Analysis of PAM68-Containing Complexes by Sucrose Gradient Sedimentation. Thylakoids (1 mg chlorophyll/mL) from wild-type (Col-0) and mutant (pam68-2 and lpa1-2) plants were solubilized with 1% (w/v) β-DM and separated by centrifugation in a linear 0.1 to 1 M sucrose gradient. Note that because chlorophyll (a + b) levels in pam68-2 plants are equivalent to 65% of wild-type chlorophyll levels, the pam68-2 sample contained ~50% more protein. Nineteen fractions were collected (numbered from top to bottom) from two wild-type and four pam68-2 and lpa1-2 gradients, and fractions from the same genotype were pooled. Proteins were precipitated from each fraction, separated by SDS-PAGE, blotted onto poly(vinylidene difluoride) membranes, and detected with antibodies against D1, D2, PsbE, CP47, PsbH, CP43, PAM68, and LPA1, as well as PsaC and Lhcb1. At the top of each blot, an image of the sucrose gradient is shown, and the positions of molecular mass markers in the gradient are indicated. Note that Ler, which serves as wild-type control for lpa1-2, behaved very similarly to Col-0 (see Supplemental Figure 7 online) and that PAM68 and LPA1 were not detected in pam68-2 and lpa1-2 samples, respectively. Accumulation of pD1 is indicated by asterisks.

Figure 10.

Interaction of PAM68 with Other Thylakoid Proteins. (A) Schematic presentation of the fragments of PAM68 used to identify interaction domains. The acidic domain is shown as a gray box and the two TMs as black boxes. In the bottom half of the panel, the three interaction domains and the corresponding interacting proteins are shown. (B) Split-ubiquitin assays for interactions between full-length PAM68 and selected thylakoid proteins.
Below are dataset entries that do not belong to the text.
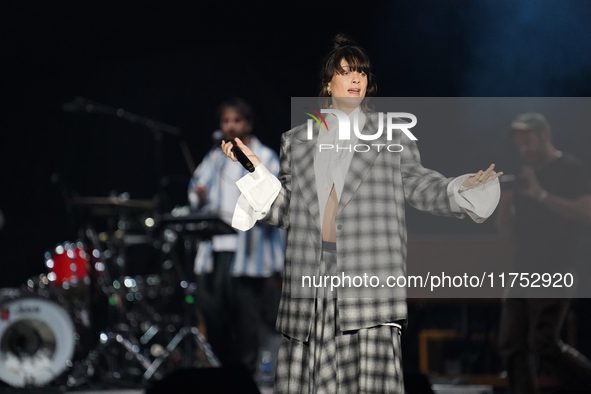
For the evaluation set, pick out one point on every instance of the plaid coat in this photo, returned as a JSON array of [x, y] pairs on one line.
[[370, 224]]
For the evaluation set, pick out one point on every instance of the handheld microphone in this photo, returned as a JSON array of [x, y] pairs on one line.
[[246, 163]]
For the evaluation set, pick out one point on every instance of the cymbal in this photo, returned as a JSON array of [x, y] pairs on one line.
[[107, 206]]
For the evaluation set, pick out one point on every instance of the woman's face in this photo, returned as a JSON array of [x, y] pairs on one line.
[[349, 83], [233, 124]]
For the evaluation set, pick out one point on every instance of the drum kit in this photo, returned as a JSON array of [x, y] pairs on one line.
[[91, 318]]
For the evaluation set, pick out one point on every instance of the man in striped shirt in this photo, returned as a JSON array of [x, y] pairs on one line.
[[234, 269]]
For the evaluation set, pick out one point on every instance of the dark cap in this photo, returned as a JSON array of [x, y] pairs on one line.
[[530, 121]]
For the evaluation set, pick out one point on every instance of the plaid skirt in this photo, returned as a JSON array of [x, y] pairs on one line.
[[363, 361]]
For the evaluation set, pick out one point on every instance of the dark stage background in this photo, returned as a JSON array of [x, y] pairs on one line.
[[175, 61]]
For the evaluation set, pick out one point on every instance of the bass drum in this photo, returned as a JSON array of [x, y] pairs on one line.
[[37, 339]]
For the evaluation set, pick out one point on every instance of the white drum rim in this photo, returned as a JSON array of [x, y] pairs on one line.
[[57, 319]]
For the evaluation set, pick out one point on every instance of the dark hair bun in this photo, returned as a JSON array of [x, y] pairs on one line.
[[341, 41]]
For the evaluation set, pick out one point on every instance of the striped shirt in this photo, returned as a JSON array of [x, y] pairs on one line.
[[260, 251]]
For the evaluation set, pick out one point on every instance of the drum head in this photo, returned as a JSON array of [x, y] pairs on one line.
[[36, 340]]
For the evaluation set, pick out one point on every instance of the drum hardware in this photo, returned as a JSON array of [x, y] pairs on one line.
[[140, 327]]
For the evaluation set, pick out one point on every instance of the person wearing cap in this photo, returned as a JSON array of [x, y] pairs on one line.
[[544, 214]]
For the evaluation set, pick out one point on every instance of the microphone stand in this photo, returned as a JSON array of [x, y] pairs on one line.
[[156, 128]]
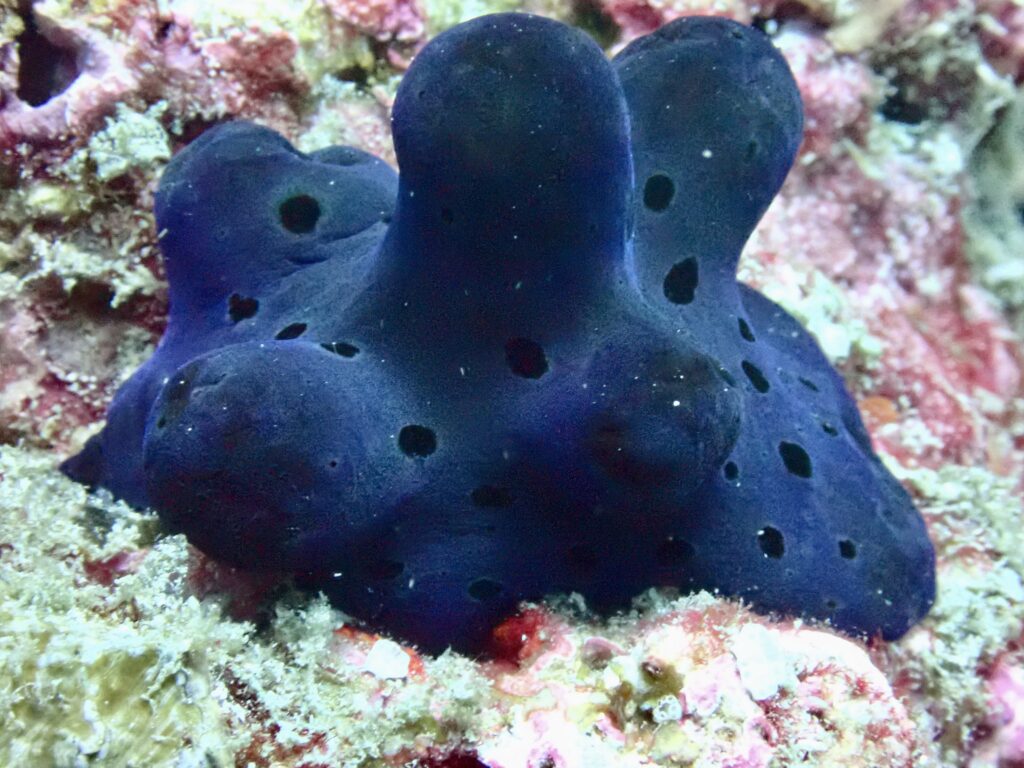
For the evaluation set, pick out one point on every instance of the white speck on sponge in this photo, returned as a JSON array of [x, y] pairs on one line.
[[387, 660], [764, 665]]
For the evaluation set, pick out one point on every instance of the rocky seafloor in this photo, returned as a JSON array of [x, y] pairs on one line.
[[897, 240]]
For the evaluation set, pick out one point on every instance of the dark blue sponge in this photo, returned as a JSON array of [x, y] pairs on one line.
[[524, 366]]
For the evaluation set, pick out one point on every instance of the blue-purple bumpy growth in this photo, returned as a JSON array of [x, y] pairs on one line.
[[521, 367]]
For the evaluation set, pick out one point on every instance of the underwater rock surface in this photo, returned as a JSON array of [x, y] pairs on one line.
[[522, 367]]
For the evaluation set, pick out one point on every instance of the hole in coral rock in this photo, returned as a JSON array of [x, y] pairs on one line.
[[293, 331], [658, 192], [492, 497], [674, 552], [898, 108], [808, 383], [383, 570], [581, 557], [299, 214], [525, 357], [757, 378], [354, 74], [796, 459], [681, 282], [417, 441], [242, 307], [46, 69], [771, 542], [342, 348], [484, 589], [163, 31]]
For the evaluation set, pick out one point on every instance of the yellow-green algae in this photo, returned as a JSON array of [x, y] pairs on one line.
[[975, 518], [139, 673]]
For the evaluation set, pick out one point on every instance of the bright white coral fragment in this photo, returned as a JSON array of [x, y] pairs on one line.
[[764, 665], [387, 660]]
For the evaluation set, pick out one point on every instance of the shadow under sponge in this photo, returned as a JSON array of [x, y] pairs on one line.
[[522, 367]]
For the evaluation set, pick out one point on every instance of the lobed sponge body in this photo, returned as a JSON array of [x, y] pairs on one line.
[[522, 367]]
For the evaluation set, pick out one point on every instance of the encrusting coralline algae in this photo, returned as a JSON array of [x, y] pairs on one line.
[[864, 241]]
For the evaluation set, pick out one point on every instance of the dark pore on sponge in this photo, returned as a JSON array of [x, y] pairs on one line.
[[522, 367]]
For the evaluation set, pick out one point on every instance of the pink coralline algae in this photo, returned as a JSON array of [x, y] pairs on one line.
[[865, 245]]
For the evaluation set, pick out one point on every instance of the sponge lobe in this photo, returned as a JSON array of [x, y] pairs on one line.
[[521, 369]]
Assays were performed employing fusions to the C- (Cub) and N- (NubG) terminal halves of ubiquitin. Alg5^NubI (the unrelated endoplasmic reticulum membrane protein Alg5 fused to the wild-type Nub) served as a positive control. Alg5 fused to NubG (Alg5^NubG) was used as the negative control. To test for interactions involving the PAM68 protein, the mature PAM68 protein was fused to Cub (N-T12-C or PAM68_36-214^Cub), and the selected thylakoid proteins were fused to NubG. Yeast colonies were first plated on permissive (-LT, top panels) and then on selective medium (-LTH, bottom panels) (see Methods). (C) Interaction mapping to distinct domains of PAM68. Two different fragments as shown in (A) were employed to detect interactions between domains of PAM68 and selected thylakoid proteins. Split-ubiquitin assays were performed as in (B).